Not that he could. Or would. He was no good to her. No good to anyone, not even himself. The way his life was going, he could get them both killed.
The knowledge didn’t stop him from fantasizing…from wanting to know every dip and curve of her body…from wanting to forget by losing himself inside her.
Justin shook himself. He was an idiot. He wasn’t going to solve anything with sex. What he needed was a therapist and a couple of years on the couch. And a new profession, one that didn’t get people killed.
“Done,” she said, moving toward him and drying her hands with a dish towel. “You don’t mind if I let the plates drain for a few minutes before drying them?”
“You’re supposed to dry dishes?” he asked lightly, as if that were news to him.
Lucy came closer. “You yanking my chain?”
He’d like to yank her chain and anything else he could get hold of.
Instead he said, “This place is casual. The only reason I don’t use paper plates is that it would give Mama a heart attack if she found ’em. She swears paper ruins good food.”
She cocked her head. “Do you always do what your mother expects of you?”

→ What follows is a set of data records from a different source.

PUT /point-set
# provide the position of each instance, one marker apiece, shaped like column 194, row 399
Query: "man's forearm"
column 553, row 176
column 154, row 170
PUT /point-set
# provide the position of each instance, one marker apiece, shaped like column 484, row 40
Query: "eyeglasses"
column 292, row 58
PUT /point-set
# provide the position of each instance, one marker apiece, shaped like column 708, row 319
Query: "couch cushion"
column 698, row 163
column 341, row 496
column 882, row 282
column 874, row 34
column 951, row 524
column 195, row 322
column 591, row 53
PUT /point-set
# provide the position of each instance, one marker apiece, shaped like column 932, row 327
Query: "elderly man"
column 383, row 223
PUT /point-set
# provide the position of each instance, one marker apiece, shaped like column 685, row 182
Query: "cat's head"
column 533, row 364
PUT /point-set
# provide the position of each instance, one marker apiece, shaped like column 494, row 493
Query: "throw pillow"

“Not always. A man has to have some say of his own. But I have to give her the plate issue, because I think she has a point.”
She reached over to wipe down the table and she was too close for Justin to ignore. He was filled with her woman’s smell, her disturbing presence. And he was weak, after all. A mere man. He reached out and circled her wrist.

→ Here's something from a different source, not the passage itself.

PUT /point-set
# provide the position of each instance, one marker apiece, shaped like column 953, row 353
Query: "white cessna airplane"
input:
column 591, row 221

Leaning over the table, Lucy stopped what she was doing and met his gaze. Justin saw something in her features that reflected what he himself was feeling. Hunger for something more than food. The emotions were stronger than the fear he’d sensed earlier.
With the sound of rain tap-tap-tapping overhead, he pulled her to him. She didn’t resist. A slight tug and she was cradled in his lap. They stared at each other for a moment more, a moment in which every fiber of his body stirred and responded to hers.
He wanted her, and unless he was out of his mind, she wanted him with equal craving.
“Oh, Lu-u-cille,” he murmured before hooking a hand behind her neck and pulling her face to his.